Local experts fear there are very few available alternatives to end the exodus of young people and turn the republic's economic fortunes around. Unlike some of Russia’s 22 ethnic republics, Buryats are divided by tribal differences and dialects, and have not been able win enough political power to deal with Moscow with a united voice.

“If Buryatia is the last on Moscow’s list of priorities, it’s because the situation here is calm and stable. There are no conditions that might lead to a social explosion, or anything that would get the Kremlin’s attention,” says Stanislav Beloborodov, editor of the local edition of the Moscow tabloid Moskovsky Komsomolets. “So, we are funded in a minimal way. Enough to maintain national standards, but not enough to engage in any major infrastructure projects or develop new industries.”

Asian alternatives

And while Buryatia’s Asian neighbors offer alternative ways forward, they generally hold little appeal.

Next-door Mongolia, where traditions and language are almost indistinguishable, has embraced its national independence since the Soviet collapse, and also taken the path of enthusiastic capitalism. Five years ago visa requirements were abolished for Mongolians visiting Buryatia, and the interchange between the two is increasingly intense. But it doesn't seem to generate any desire for change in the Russian republic.
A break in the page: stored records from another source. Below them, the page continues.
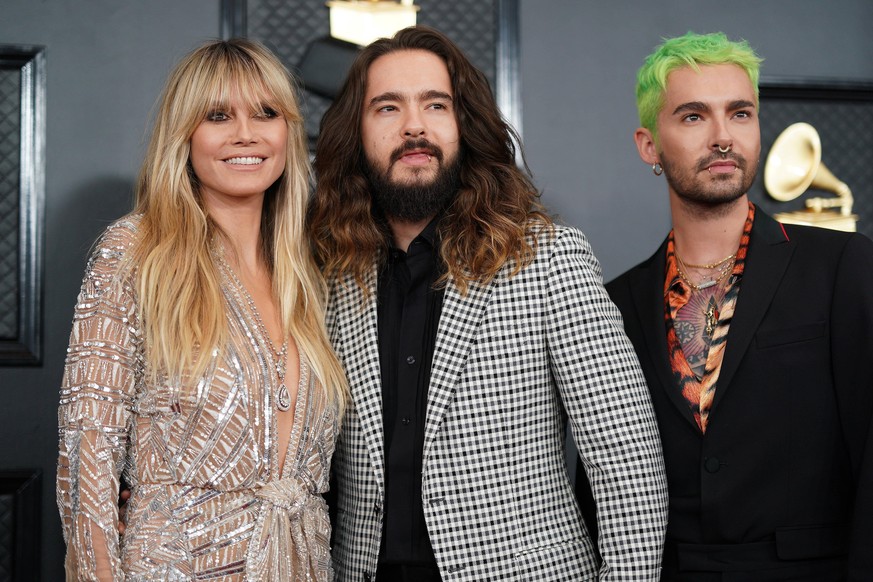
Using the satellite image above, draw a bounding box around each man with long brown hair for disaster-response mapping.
[309,28,666,582]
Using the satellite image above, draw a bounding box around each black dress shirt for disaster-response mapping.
[378,219,443,566]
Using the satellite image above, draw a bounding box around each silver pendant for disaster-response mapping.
[276,382,291,412]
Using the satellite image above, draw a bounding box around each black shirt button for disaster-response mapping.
[703,457,721,473]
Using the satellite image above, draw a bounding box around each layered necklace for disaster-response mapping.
[216,249,291,412]
[674,250,737,339]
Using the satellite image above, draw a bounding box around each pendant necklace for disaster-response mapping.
[216,249,291,412]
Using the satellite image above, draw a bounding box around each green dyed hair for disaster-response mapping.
[637,32,763,140]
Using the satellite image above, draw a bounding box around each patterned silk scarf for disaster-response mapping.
[664,202,755,433]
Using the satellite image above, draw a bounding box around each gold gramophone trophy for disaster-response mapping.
[764,123,858,232]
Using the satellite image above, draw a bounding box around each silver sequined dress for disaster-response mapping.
[57,217,337,582]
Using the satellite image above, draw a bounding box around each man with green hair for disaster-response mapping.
[608,33,873,582]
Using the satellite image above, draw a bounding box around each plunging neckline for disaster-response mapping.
[214,251,310,480]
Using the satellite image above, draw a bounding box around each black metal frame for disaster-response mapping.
[0,469,42,582]
[758,76,873,101]
[0,45,46,366]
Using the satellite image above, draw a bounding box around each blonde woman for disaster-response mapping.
[57,40,346,581]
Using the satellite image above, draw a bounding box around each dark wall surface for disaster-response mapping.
[0,0,220,581]
[0,0,873,580]
[520,0,873,280]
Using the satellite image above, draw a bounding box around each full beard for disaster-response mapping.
[660,152,758,215]
[364,140,461,222]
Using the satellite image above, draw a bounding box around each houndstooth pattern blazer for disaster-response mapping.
[328,226,667,582]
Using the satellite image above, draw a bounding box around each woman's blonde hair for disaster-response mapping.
[134,39,346,408]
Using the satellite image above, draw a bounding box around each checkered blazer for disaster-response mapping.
[328,226,667,582]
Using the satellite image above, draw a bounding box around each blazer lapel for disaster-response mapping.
[335,269,385,492]
[630,240,700,431]
[712,213,795,412]
[422,269,505,463]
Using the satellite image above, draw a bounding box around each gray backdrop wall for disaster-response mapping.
[520,0,873,280]
[0,0,873,580]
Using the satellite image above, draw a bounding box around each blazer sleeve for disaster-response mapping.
[57,225,137,580]
[831,235,873,581]
[548,229,667,581]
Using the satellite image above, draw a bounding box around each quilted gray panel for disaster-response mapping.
[0,68,21,339]
[246,0,497,145]
[750,98,873,237]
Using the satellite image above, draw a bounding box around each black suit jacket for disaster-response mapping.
[607,209,873,580]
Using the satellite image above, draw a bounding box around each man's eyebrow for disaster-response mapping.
[673,101,711,115]
[419,89,453,101]
[673,99,755,115]
[368,89,452,107]
[368,91,405,106]
[728,99,755,111]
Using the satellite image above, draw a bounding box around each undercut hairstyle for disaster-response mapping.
[636,32,763,142]
[132,39,347,409]
[308,27,552,293]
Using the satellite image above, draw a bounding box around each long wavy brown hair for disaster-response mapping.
[308,27,552,293]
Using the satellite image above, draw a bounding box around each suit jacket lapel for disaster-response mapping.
[335,269,385,492]
[712,213,795,412]
[630,240,699,430]
[422,268,505,463]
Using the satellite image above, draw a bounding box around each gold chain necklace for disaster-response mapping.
[673,251,734,291]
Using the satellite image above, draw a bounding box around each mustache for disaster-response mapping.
[391,137,443,164]
[697,152,747,172]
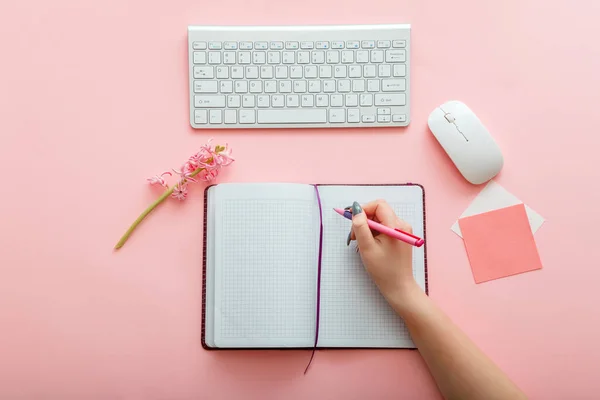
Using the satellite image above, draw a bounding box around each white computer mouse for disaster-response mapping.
[427,101,504,185]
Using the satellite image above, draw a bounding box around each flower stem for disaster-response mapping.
[115,168,204,250]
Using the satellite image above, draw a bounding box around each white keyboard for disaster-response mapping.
[188,25,410,129]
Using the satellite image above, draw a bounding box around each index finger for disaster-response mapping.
[362,199,398,226]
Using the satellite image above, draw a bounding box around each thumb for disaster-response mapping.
[352,201,375,251]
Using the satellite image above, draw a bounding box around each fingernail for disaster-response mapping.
[352,201,362,215]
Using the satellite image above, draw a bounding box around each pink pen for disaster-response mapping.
[334,208,425,247]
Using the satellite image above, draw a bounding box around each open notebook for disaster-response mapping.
[202,183,427,349]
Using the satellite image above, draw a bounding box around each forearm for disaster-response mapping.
[392,285,526,400]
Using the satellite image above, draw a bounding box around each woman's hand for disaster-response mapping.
[348,200,420,313]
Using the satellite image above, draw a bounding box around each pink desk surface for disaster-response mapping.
[0,0,600,399]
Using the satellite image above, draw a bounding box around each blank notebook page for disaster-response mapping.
[318,186,425,347]
[214,184,319,348]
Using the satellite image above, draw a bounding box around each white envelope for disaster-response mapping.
[450,181,545,238]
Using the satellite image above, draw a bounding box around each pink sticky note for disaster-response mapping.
[458,204,542,283]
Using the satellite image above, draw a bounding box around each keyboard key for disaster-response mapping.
[394,64,406,76]
[298,51,310,64]
[319,65,332,78]
[338,79,350,93]
[194,81,218,93]
[260,65,273,79]
[208,110,223,124]
[279,81,292,93]
[194,67,215,79]
[356,50,369,64]
[238,51,250,64]
[217,67,229,79]
[271,94,285,107]
[294,81,306,93]
[252,51,267,64]
[352,79,365,92]
[231,67,244,79]
[327,50,340,64]
[283,51,296,64]
[348,65,362,78]
[329,108,346,124]
[258,109,327,124]
[194,51,206,64]
[267,51,281,64]
[317,94,329,107]
[367,79,379,92]
[381,79,406,92]
[333,65,348,78]
[375,93,406,106]
[323,79,335,93]
[250,81,262,93]
[363,115,375,122]
[208,51,221,64]
[256,94,271,108]
[342,50,354,64]
[329,94,344,107]
[385,50,406,62]
[363,65,377,78]
[240,110,256,124]
[223,51,236,64]
[227,94,242,108]
[359,93,373,107]
[244,65,258,79]
[285,94,300,107]
[360,40,375,49]
[275,65,288,79]
[194,110,208,124]
[242,94,254,108]
[235,81,248,93]
[219,81,233,93]
[346,94,358,107]
[265,81,277,93]
[301,94,315,107]
[311,50,325,64]
[371,50,383,64]
[308,80,321,93]
[378,64,392,78]
[290,65,302,79]
[348,108,360,123]
[300,65,319,78]
[225,110,237,124]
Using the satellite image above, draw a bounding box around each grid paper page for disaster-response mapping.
[318,186,425,347]
[214,184,318,347]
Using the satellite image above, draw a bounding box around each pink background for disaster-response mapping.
[0,0,600,399]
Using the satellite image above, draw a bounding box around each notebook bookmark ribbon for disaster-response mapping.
[304,185,323,375]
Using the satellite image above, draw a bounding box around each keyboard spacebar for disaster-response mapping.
[258,109,327,124]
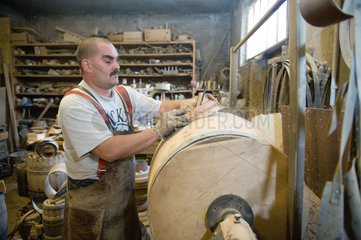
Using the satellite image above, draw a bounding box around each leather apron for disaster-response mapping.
[62,129,141,240]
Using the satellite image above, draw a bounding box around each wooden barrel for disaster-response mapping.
[148,113,288,240]
[43,199,65,237]
[27,151,65,196]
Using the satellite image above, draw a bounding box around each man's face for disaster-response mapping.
[90,43,119,89]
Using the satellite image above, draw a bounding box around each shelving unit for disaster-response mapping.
[114,41,195,90]
[12,43,81,119]
[12,41,196,119]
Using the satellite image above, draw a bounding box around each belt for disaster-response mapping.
[68,176,98,190]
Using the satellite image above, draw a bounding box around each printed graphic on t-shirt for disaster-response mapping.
[106,108,129,131]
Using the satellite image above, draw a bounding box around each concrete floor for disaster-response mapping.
[4,173,31,236]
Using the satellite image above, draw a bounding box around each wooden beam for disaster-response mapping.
[0,53,20,148]
[288,0,306,240]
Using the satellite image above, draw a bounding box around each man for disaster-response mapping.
[58,37,201,240]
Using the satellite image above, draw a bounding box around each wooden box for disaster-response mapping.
[123,31,143,42]
[144,29,171,42]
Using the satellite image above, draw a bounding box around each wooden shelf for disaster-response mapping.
[14,53,76,58]
[119,63,193,67]
[14,74,82,78]
[112,40,195,46]
[11,40,196,119]
[119,73,192,78]
[119,53,193,58]
[11,42,78,48]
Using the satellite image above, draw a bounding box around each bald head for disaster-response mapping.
[76,37,112,67]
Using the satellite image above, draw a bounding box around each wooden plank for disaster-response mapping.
[0,87,7,125]
[0,54,20,148]
[12,27,49,42]
[0,132,8,141]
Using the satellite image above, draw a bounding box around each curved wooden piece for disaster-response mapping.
[148,113,288,240]
[300,0,352,27]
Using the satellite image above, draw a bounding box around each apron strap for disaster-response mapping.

“Everyone who wants to has visited Mongolia, and nobody idealizes the country or the way they live,” says Tuyana Zondueva, editor of Inform-Polis, an independent local newspaper. “They live differently from us, but not better. They do have a democratic system, and people here discuss that. Some people say that's a good thing, but others say it's a big drawback because their government keeps changing. Nobody gets very excited about it.”

Nor does the Chinese model seem to exert much attraction. That could change as Beijing rolls out its $1 trillion “One Belt, One Road” project to restore the old Silk Road – which ran through here – with massive infrastructure upgrades. But any decisions about that would have to be made in Moscow, and no one in Buryatia seems to be holding their breath.

“Some people look at Chinese investment with great hope,” says Timur Dugarzhapov, editor of Novaya Buryatia, an independent journal. “But the Chinese are not generous. In our experience they are very hard-nosed about how they invest. Until they attain the most beneficial conditions for themselves, they will not invest a single penny.”

Maybe time, and advancing technology, will bring solutions.

“I have a friend who is a very successful designer of book covers,” Ms. Zondueva says. “He has orders from all over the world, but he lives in Ulan-Ude because it's his native city and the nature around here cannot be matched anywhere else. In future, it may not matter where you live. Let's hope for that.”